Noelly Michoux, a French entrepreneur of Cameroonian descent, realised early on that she couldn’t find skincare products for her skin tone in the secluded part of Normandy where she grew up. 

She thought things might improve when she moved to Paris — they didn’t — and then, when she moved to London, she thought things might be better there — they weren’t.

“Then I moved to the US,” she says, “a country with the most powerful populations of people of colour in the world, and it was still the case. That’s where I realised — this is a global issue.”

Advertisement
Noelly Michoux, founder of 4.5.6 Skin.
Noelly Michoux, founder of 4.5.6 Skin.

Michoux is the founder of 4.5.6 Skin, which develops skin care products for people of colour. The startup has just secured €700,000 in seed funding and is launching a range of products in the UK, including cleansing gels, moisturisers and exfoliators developed in its lab in Chartres, the French cosmetic valley near Paris. 

4.5.6 Skin wants to tap into the global skincare market, which is worth an estimated $140bn and is growing 4.5% year on year. Within that, women of colour spend twice as much as caucasian women on skincare products, Michoux says, but 70% of women of colour in the UK say they don’t feel that high street stores cater for their skin. 

“The industry was not reciprocating the financial gain and the cultural gain that they were getting from women of colour. They weren’t giving them the same care” says Michoux. “I decided then that the best way for me to deal with that was to start a product.” 

Back to the lab

The problem, Michoux says, starts in the laboratory. “The whole industry is set up to research, develop and test for caucasian skin” — when brands test products, they don’t factor in that a lot of their client base are women of colour. 

This is in contrast, Michoux explains, to the increasing diversity we see in skincare and beauty adverts. “There are more brands that are starting to include women of colour in their marketing, we’ve been seeing that in adverts and campaigns — they use #black and the little brown and black hand emojis.” 

“But we need to factor women of colour in from the start of the process, and we need to do that by recognising their skin is different, they have different skin characteristics. That’s a huge cultural shift that needs to happen.”
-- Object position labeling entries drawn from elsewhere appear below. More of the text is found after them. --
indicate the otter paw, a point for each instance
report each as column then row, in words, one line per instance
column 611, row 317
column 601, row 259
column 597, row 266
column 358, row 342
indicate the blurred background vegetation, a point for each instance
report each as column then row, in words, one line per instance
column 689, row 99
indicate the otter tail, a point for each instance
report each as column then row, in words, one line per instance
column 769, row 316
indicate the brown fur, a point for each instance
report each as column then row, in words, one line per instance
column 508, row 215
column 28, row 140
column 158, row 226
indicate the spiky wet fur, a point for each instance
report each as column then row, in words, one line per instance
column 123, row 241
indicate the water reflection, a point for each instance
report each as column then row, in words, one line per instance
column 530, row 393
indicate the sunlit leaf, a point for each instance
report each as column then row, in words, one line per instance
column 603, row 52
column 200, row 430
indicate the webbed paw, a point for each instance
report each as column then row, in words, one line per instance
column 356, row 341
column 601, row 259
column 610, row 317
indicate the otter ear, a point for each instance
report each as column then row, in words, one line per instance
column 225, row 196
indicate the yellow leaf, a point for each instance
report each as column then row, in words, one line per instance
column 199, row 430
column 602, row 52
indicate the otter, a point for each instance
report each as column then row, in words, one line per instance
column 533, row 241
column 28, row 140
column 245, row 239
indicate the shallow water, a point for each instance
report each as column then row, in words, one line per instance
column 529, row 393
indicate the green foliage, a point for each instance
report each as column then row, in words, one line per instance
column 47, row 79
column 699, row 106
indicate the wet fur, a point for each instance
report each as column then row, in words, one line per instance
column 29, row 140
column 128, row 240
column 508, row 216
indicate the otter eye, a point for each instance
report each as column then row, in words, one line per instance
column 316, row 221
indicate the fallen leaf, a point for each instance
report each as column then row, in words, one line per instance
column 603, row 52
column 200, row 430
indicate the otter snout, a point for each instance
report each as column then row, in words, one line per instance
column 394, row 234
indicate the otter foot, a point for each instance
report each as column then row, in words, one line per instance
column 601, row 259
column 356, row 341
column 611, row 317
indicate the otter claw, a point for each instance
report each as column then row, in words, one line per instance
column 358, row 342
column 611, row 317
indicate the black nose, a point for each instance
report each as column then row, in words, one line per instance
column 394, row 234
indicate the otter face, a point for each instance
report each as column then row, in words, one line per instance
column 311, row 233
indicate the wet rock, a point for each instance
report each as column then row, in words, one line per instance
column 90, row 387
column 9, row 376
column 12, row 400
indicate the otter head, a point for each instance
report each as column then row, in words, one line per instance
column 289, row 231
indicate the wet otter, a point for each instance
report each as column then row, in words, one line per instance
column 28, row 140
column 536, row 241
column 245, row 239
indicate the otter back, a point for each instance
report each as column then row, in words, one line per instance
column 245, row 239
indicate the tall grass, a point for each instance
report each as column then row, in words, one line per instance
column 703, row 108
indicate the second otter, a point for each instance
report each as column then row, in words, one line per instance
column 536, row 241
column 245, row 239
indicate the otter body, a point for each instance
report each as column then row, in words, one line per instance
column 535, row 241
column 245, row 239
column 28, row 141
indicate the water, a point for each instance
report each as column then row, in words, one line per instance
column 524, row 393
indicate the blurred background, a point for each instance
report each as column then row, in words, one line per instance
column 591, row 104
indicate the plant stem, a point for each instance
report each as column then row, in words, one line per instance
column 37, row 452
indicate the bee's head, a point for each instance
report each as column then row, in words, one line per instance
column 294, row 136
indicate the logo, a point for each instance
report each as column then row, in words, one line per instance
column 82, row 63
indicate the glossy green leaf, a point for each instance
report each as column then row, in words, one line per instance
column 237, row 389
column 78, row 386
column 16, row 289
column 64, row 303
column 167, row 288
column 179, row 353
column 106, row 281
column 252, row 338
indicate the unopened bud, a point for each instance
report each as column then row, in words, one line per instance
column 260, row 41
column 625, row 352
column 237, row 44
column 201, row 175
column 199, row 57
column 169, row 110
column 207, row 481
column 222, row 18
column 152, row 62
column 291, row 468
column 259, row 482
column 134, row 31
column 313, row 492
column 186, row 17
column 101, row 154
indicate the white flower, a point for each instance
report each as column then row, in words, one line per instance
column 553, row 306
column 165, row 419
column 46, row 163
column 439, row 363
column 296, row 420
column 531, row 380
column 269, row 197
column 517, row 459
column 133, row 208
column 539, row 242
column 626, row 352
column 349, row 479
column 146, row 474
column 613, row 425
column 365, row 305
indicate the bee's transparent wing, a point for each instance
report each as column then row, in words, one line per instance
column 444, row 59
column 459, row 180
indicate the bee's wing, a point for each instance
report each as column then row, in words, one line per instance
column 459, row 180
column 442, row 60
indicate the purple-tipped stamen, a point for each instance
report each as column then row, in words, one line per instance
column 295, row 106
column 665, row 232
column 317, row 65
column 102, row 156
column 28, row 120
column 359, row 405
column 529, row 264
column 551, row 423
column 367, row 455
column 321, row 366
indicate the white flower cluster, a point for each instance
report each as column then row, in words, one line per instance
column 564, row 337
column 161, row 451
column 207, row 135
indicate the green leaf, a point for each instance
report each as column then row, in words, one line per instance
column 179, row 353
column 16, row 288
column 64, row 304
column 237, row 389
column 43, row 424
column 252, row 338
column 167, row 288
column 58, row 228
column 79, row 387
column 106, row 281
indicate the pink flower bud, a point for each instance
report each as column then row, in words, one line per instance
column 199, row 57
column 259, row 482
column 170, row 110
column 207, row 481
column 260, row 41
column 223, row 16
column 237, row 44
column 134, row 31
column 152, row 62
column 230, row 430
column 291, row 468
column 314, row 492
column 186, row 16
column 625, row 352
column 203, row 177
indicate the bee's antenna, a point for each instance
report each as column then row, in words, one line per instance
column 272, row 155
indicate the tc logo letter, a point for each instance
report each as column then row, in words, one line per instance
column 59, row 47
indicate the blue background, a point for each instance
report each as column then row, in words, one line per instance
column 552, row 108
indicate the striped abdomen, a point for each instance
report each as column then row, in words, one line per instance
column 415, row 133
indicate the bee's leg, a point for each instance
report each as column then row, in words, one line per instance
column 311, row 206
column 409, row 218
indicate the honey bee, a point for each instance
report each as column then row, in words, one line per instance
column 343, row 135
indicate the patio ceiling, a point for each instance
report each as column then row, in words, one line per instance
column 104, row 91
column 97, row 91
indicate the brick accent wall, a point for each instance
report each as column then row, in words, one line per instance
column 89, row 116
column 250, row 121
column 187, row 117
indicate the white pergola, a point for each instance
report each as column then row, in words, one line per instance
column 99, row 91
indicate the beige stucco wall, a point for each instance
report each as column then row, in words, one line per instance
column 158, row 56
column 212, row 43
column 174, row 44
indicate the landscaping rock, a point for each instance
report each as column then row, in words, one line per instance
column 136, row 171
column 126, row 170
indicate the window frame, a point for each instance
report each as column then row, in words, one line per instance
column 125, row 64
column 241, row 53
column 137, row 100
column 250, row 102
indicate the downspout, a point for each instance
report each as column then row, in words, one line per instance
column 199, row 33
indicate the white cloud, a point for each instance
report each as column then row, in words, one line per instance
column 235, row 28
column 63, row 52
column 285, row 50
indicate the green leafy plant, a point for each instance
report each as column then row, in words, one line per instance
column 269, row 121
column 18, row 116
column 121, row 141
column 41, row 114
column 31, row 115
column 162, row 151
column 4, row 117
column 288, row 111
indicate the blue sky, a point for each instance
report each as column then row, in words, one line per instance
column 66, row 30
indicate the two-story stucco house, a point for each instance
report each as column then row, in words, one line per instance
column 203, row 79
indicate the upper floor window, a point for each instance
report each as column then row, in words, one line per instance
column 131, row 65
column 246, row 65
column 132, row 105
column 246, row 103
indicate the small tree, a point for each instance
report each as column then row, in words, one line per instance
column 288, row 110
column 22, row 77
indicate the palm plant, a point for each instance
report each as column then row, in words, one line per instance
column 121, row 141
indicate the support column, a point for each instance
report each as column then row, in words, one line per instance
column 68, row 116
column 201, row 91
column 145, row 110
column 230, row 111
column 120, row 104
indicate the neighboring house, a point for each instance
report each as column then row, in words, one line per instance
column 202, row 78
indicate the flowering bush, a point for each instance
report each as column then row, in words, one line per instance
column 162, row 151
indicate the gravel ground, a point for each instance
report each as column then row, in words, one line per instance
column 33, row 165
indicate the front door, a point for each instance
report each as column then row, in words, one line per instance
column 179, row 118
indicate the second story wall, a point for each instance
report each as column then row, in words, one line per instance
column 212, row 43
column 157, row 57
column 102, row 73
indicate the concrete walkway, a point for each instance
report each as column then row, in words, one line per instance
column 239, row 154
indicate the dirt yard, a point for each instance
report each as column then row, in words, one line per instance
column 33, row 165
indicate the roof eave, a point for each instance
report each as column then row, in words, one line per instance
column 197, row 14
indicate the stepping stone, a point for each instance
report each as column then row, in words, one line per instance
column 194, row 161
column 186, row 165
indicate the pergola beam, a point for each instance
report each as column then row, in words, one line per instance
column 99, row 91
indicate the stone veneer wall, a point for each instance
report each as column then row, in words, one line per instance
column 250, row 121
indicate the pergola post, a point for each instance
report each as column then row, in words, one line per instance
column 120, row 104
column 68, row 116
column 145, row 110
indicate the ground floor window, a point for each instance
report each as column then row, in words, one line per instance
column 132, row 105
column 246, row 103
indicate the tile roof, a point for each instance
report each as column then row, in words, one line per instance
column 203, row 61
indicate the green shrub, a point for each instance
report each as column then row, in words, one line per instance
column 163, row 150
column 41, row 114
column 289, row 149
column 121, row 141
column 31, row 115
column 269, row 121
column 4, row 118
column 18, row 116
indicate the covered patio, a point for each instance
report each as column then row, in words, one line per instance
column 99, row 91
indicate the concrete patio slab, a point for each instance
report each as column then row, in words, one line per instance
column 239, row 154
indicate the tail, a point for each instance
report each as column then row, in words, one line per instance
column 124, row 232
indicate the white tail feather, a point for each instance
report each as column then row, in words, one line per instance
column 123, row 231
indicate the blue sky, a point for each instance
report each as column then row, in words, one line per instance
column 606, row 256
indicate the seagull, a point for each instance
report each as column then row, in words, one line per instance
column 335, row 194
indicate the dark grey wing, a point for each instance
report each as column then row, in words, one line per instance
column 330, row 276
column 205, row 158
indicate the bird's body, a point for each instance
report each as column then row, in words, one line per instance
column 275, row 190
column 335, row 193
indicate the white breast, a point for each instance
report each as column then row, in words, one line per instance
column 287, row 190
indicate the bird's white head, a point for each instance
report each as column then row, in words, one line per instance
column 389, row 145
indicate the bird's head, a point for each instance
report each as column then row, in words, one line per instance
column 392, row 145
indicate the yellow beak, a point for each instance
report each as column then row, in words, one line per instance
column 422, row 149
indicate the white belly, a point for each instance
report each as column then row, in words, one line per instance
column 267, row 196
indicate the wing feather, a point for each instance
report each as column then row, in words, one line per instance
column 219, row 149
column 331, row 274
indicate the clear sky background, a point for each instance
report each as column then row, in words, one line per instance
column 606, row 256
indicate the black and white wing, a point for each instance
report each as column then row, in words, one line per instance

“We had to fight so hard for our products to be tested on melanin rich skin,” she says. 

Other companies working on beauty products for women of colour report a similar situation. Florence Adepoju, who founded makeup brand MDMflow, is a cosmetic scientist, so does a lot of her development in house,  but she explains that there isn’t much diversity in the sorts of people working in cosmetic testing. 

“There’s not a lot of black formulators who could advise on testing,” she says, “particularly not in key positions.”

4.5.6 Skin ended up building its own lab so it could tailor the research and development process to its needs. 

The products developed in the lab can be tailored to each customer’s skin. Customers fill in an assessment which takes into consideration their skin colour but also their lifestyle, and then an algorithm works out the specific quantities of each ingredient that should work best for them. 

Advertisement

Investment challenges

Securing funding for the products presented more challenges, Michoux says. Investors like to look to examples of similar companies doing well before they’ll invest but, because of the lack of diversity in the market, there weren’t those examples to look at, and investors would say they didn’t know how to invest in the startup. 

This is something MDMflow’s Adepoju found too. “With my businesses, I’ve made the decision to stop fundraising, even though it was a huge part of what we wanted to do,” she says. 

“A lot of black founders have found it especially difficult. It’s difficult for investors to understand our pinpoints because there aren’t that many funds focused on investing in black entrepreneurs, and most of them are focused on tech rather than the consumer space.”

In the end, 4.5.6 Skin managed to secure its seed round funding from several angel investors gathered through contacts in Michoux’s own network. 

4.5.6 Skin’s funding round came before the Black Lives Matter protests across the summer, following the death of George Floyd in America. “If I was raising money after the George Floyd situation, maybe things would have been different,” Michoux says. “That growing awareness might be a help for other brands to come.”